I hate stupid people.
I hate rude people.
I hate incompetent people.
I'm not a mean person...right?
There is only so much I can handle before I feel my sanity start to break down and last Friday I finally hit that point.
So, I sat in my office and cried. The tears rolled down my cheeks and dripped onto my keyboard and the thought of having to come back and do it all again this week just made me cry harder.
I thought the office was empty so I let it all go. And then my co-worker walked in. She didn't notice my tears because I didn't look at her. I just kept typing. It was awful.
I've been working long hours for weeks now; skipping lunch breaks, taking work home, and staying late at the office. I'm exhausted.
I have until Thanksgiving to hit my next goal weight. I set that goal for myself and would really like to reach it. I'm starving.
I started getting up at 4:45 again to make time for exercise because I know that waiting until after work is a lost battle. I'm sore and grouchy.
It's only the second week of the semester and already my husband's schedule is beginning to take a toll on me. I'm stressed out.
Stress. Hunger. Fatigue.
That would make anyone a bit "on edge", right?
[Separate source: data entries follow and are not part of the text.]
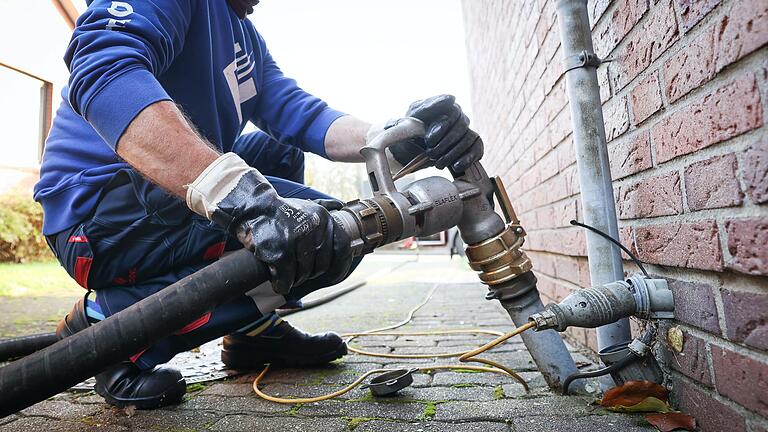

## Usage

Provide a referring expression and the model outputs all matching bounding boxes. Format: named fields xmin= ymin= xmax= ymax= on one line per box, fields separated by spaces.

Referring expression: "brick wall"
xmin=463 ymin=0 xmax=768 ymax=426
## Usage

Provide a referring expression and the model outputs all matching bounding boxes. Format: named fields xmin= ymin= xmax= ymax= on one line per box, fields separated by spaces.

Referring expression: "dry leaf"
xmin=645 ymin=413 xmax=696 ymax=432
xmin=600 ymin=381 xmax=672 ymax=413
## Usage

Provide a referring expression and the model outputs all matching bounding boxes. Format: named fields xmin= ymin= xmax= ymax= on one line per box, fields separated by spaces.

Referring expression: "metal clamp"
xmin=563 ymin=50 xmax=611 ymax=72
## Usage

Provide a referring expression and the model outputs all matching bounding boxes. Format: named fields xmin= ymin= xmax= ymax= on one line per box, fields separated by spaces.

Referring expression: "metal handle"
xmin=360 ymin=117 xmax=424 ymax=195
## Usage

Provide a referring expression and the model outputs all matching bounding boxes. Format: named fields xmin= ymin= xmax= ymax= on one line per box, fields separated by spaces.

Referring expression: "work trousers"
xmin=47 ymin=132 xmax=359 ymax=369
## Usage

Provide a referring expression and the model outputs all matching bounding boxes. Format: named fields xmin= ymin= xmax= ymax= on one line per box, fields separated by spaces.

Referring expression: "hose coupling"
xmin=466 ymin=177 xmax=533 ymax=286
xmin=528 ymin=275 xmax=674 ymax=332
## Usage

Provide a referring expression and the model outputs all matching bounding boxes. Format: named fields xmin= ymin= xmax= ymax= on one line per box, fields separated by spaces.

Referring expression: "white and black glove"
xmin=367 ymin=95 xmax=483 ymax=174
xmin=186 ymin=153 xmax=352 ymax=295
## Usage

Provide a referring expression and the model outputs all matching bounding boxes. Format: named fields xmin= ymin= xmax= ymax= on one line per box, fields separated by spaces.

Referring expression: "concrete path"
xmin=0 ymin=255 xmax=654 ymax=432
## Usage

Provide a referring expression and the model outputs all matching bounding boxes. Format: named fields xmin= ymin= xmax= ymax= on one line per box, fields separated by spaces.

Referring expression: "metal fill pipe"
xmin=557 ymin=0 xmax=631 ymax=372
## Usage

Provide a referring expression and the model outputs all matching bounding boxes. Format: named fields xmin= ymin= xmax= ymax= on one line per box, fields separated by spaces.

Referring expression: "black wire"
xmin=571 ymin=220 xmax=650 ymax=278
xmin=563 ymin=351 xmax=639 ymax=396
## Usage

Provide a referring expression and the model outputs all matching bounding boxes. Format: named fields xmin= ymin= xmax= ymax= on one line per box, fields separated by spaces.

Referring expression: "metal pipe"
xmin=557 ymin=0 xmax=631 ymax=372
xmin=489 ymin=272 xmax=584 ymax=393
xmin=457 ymin=163 xmax=578 ymax=389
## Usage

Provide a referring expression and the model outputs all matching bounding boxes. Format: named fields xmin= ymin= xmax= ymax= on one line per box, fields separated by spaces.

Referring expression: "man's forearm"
xmin=117 ymin=101 xmax=219 ymax=199
xmin=325 ymin=115 xmax=371 ymax=162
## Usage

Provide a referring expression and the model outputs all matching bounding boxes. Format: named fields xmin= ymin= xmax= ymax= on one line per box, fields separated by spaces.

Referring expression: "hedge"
xmin=0 ymin=195 xmax=54 ymax=263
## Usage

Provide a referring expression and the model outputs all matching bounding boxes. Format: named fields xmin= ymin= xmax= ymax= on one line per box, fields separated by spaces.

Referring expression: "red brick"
xmin=555 ymin=255 xmax=580 ymax=285
xmin=664 ymin=0 xmax=768 ymax=102
xmin=608 ymin=132 xmax=653 ymax=180
xmin=667 ymin=279 xmax=720 ymax=334
xmin=597 ymin=67 xmax=611 ymax=103
xmin=712 ymin=345 xmax=768 ymax=417
xmin=619 ymin=227 xmax=637 ymax=260
xmin=715 ymin=0 xmax=768 ymax=71
xmin=742 ymin=137 xmax=768 ymax=204
xmin=635 ymin=220 xmax=723 ymax=270
xmin=725 ymin=218 xmax=768 ymax=276
xmin=616 ymin=172 xmax=683 ymax=219
xmin=672 ymin=379 xmax=746 ymax=432
xmin=555 ymin=139 xmax=576 ymax=171
xmin=528 ymin=252 xmax=555 ymax=277
xmin=592 ymin=0 xmax=648 ymax=58
xmin=651 ymin=73 xmax=763 ymax=162
xmin=629 ymin=73 xmax=662 ymax=125
xmin=685 ymin=153 xmax=744 ymax=210
xmin=663 ymin=26 xmax=715 ymax=102
xmin=610 ymin=0 xmax=680 ymax=93
xmin=603 ymin=97 xmax=629 ymax=142
xmin=587 ymin=0 xmax=611 ymax=27
xmin=722 ymin=290 xmax=768 ymax=350
xmin=661 ymin=333 xmax=712 ymax=387
xmin=677 ymin=0 xmax=720 ymax=33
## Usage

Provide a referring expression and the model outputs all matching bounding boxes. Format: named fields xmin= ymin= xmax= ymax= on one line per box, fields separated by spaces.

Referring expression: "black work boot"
xmin=221 ymin=321 xmax=347 ymax=370
xmin=56 ymin=294 xmax=187 ymax=409
xmin=94 ymin=361 xmax=187 ymax=409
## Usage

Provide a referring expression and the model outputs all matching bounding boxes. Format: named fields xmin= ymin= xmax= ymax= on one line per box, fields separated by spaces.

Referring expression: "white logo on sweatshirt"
xmin=106 ymin=2 xmax=133 ymax=30
xmin=223 ymin=42 xmax=256 ymax=123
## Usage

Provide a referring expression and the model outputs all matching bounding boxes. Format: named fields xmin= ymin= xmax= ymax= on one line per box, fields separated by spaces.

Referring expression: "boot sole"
xmin=94 ymin=378 xmax=187 ymax=410
xmin=221 ymin=343 xmax=347 ymax=370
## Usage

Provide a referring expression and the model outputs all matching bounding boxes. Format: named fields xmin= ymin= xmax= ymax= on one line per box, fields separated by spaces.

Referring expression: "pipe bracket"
xmin=563 ymin=50 xmax=610 ymax=72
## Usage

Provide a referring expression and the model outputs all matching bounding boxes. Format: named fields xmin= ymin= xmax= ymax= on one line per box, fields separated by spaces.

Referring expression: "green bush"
xmin=0 ymin=195 xmax=53 ymax=263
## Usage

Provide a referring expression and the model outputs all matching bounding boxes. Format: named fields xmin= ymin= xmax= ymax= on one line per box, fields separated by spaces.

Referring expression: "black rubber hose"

But, I'm not a mean person. Really I'm not.
I think my co-workers might think that I'm either
A. Completely strange or
B. A B&%$#@
Why, might they think this? Probably because I called the person who left colored paper in the copy machine a Schmoe. Or, maybe it was because I told my supervisor that I was going to be late to our meeting because it was 2:30 and I really needed to take my first bathroom break of the day. Or, perhaps they thought I was a bit grumpy when I trashed (no...vented about) another co-worker when she was out of the office (I know...totally immature and unprofessional).
Either way, I just hate the thought of people thinking that I'm a mean girl.
So, today I resolved to be nicer. I made the first pot of coffee. That's my good deed for the day. And, I feel a lot better (baby steps people).
Now, if I could just find my favorite pen I think today might actually be a good day.